Sie haben geltend gemacht, der Antragsgegner sei der Auffassung gewesen, die Antragstellerin habe ihm in der Kündigungssache K. die Kündigungsgründe nicht abschließend mitgeteilt. Der Beteiligte zu 3) habe daher zusammen mit einem anderen Betriebsratsmitglied den Prozeßbevollmächtigten des Arbeitnehmers K. aufgesucht. Sämtliche Informationen, die im Schriftsatz vom 24. September 1984 verwertet seien, stammten ausschließlich vom Arbeitnehmer K. Der Beteiligte zu 3) habe sich auch nicht als Zeuge zur Verfügung gestellt.
Während der Gespräche am 1. und 7. Oktober 1984 seien dem Beteiligten zu 3) schwere Vorwürfe gemacht worden, er sei praktisch gar nicht zu Wort gekommen. Außerdem habe der Beteiligte zu 3) sich von der Antragstellerin kontrolliert und bedroht gefühlt. So habe der Geschäftsführer der Antragstellerin u. a. erklärt, es sei das beste, wenn er - der Beteiligte zu 3) - kündige oder sich aufhänge oder erschieße.
Das Arbeitsgericht hat nach Beweiserhebung den Antrag zurückgewiesen. Das Landesarbeitsgericht hat die Beschwerde der Antragstellerin zurückgewiesen.
B. Die Rechtsbeschwerde ist begründet. Sie führt zur Aufhebung des Beschlusses und zur Zurückverweisung des Verfahrens an das Landesarbeitsgericht.
I. Das Landesarbeitsgericht hat ausgeführt, der Beteiligte zu 3) habe sich in mehreren Fällen pflichtwidrig gegenüber der Antragstellerin verhalten.
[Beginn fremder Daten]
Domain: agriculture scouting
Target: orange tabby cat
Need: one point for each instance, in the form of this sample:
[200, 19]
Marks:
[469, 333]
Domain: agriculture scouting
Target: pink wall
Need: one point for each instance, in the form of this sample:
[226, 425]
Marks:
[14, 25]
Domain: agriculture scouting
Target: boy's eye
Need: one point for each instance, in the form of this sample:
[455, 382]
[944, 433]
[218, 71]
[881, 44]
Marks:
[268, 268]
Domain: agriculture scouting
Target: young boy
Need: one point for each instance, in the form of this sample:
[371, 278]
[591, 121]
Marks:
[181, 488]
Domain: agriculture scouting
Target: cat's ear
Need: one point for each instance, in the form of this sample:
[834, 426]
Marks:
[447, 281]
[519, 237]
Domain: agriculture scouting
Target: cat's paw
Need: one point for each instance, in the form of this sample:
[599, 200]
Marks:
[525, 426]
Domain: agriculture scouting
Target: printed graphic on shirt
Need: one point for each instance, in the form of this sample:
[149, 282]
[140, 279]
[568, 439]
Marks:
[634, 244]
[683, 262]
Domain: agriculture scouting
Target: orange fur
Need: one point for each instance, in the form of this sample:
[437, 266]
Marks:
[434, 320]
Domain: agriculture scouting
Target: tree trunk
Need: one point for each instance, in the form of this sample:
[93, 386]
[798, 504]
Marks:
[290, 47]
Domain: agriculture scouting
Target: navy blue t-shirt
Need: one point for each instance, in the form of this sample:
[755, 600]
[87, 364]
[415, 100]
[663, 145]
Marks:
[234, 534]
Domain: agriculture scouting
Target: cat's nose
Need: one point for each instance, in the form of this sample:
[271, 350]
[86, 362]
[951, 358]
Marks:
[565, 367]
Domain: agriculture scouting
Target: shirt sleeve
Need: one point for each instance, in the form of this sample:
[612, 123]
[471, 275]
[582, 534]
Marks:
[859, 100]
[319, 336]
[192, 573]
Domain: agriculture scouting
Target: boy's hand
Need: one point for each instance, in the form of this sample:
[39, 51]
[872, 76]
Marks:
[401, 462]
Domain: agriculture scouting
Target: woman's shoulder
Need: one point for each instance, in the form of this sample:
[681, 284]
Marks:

Zwar stehe aufgrund der vom Arbeitsgericht durchgeführten Beweisaufnahme nicht fest, daß der Beteiligte zu 3) Informant der im Schriftsatz vom 24. September 1984 aufgestellten Behauptung sei, er sei jedoch "bestätigend" aufgetreten, obwohl alle Behauptungen unrichtig gewesen seien, wie der Beteiligte zu 3) eingeräumt habe. Der Beteiligte zu 3) hätte bei dem Gespräch mit dem Prozeßbevollmächtigten Zurückhaltung üben, zu unwahren Behauptungen wenigstens schweigen müssen. Jedenfalls hätte er sie nicht bestätigen dürfen. Letzteres stelle eine Arbeitspflichtverletzung im Rahmen der Betriebsratstätigkeit dar. Der Betrieb einer Spielbank sei gegenüber äußeren und inneren Angriffen zu stark gefährdet, als daß mit einem Mitarbeiter in durchaus nicht untergeordneter Position vertrauensvoll zusammengearbeitet werden könne, der sich so treuwidrig verhalten habe.
Die zweite Pflichtverletzung habe der Beteiligte zu 3) begangen, indem er im Gespräch mit vier Herren der Geschäftsleitung geäußert habe, er sehe keinen Grund, den Geschäftsführer zu schonen; er werde alles tun, um der Geschäftsführung Schaden zuzufügen und werde einen Rundumschlag unternehmen, er möchte dem Geschäftsführer schaden, er wolle dies als Aufsichtspflichtverletzung darstellen und er werde dem Haus Schaden zufügen.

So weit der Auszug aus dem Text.